In honour of the Vancouver 2010 Olympic games I’d like to talk about the sex scandal odyssey of Tae Satoya 里谷多英. Once the darling of Japan Satoya won the gold medal in the 1998 Nagano Olympics and bronze at the 2002 Salt Lake City for the sport of moguls.

Moguls is the one where skiers navigate their way down a ski hill with large bumps while doing back flips, oh and its timed.

In 2005 while riding her fame she was taken into Roppongi police custody at 3:00 AM because she started a fight. Apparently she was politely asked by the club bouncer to dismount from the “cute, young, blonde Caucasian” she was having sex with on the VIP sofa and snapped, later being carried out by police like a, “sack of potatoes”.

Nothing was reported at the time but a month later a tabloid magazine unearthed the account and scandal blew up all over Japan. Even though she had denied that sex had taken place the mainstream media jumped aboard going so far as publish her ski photos of her doing a spread eagle jump.

Tae Satoya
Headlines screaming
Drunken Sex!

Averse to bad publicity Satoya was called into the headquarters of the Japan Ski Association and with no lawyer, coach or representation of any kind was banned from the sport for a year. Feeling she was not punished enough for something that she denied ever happened she also lost her sponsorship from Fuji TV.
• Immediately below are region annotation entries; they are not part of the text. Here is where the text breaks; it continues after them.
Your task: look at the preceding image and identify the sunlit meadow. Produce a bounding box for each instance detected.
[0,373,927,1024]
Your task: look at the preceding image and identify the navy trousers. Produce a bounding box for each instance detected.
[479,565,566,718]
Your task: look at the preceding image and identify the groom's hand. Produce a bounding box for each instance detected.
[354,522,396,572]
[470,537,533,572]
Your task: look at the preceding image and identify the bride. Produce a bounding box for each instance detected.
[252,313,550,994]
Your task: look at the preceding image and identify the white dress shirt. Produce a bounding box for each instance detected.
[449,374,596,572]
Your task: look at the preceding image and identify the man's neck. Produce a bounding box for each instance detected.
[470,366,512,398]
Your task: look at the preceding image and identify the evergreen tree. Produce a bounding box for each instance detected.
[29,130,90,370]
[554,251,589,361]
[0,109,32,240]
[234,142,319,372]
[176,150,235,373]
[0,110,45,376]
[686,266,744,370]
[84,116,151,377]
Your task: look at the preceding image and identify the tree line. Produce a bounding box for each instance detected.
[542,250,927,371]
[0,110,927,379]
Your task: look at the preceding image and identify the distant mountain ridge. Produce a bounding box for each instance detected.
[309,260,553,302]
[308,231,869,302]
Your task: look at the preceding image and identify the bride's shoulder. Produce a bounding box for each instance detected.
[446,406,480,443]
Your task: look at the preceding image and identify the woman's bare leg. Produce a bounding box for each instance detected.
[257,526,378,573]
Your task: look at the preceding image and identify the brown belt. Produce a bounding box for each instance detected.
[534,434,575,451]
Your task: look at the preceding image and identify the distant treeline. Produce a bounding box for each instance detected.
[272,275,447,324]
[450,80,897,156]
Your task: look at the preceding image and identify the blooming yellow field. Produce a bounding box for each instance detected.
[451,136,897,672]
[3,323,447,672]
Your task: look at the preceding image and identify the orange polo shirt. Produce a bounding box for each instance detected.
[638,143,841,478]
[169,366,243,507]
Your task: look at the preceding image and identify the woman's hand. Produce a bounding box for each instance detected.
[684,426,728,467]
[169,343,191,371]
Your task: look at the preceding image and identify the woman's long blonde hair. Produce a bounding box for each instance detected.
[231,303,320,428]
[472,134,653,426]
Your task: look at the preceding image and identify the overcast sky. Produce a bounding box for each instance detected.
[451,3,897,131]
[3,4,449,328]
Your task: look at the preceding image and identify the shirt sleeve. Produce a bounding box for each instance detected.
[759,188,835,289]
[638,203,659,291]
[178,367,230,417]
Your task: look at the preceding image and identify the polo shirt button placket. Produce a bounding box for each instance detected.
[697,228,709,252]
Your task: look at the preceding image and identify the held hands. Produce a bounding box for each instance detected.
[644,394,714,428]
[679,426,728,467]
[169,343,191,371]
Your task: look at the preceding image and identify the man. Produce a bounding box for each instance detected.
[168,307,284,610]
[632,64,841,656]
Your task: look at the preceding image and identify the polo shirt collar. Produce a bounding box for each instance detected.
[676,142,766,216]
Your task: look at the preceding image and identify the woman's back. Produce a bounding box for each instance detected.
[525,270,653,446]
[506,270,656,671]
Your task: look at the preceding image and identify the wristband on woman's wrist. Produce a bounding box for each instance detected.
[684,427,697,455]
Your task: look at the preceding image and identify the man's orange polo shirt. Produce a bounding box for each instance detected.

Fast forward to 2010 and Satoya has been allowed to compete again for Japan, although the media go through great lengths to avoid mentioning that she is present at the 2010 Vancouver Olympics. Even though she is the best chance for a medal placing at Vancouver the Japanese media team refuse to give her anything but the minimal coverage possible and instead focus on another mogul skier Aiko Uemura (上村愛子).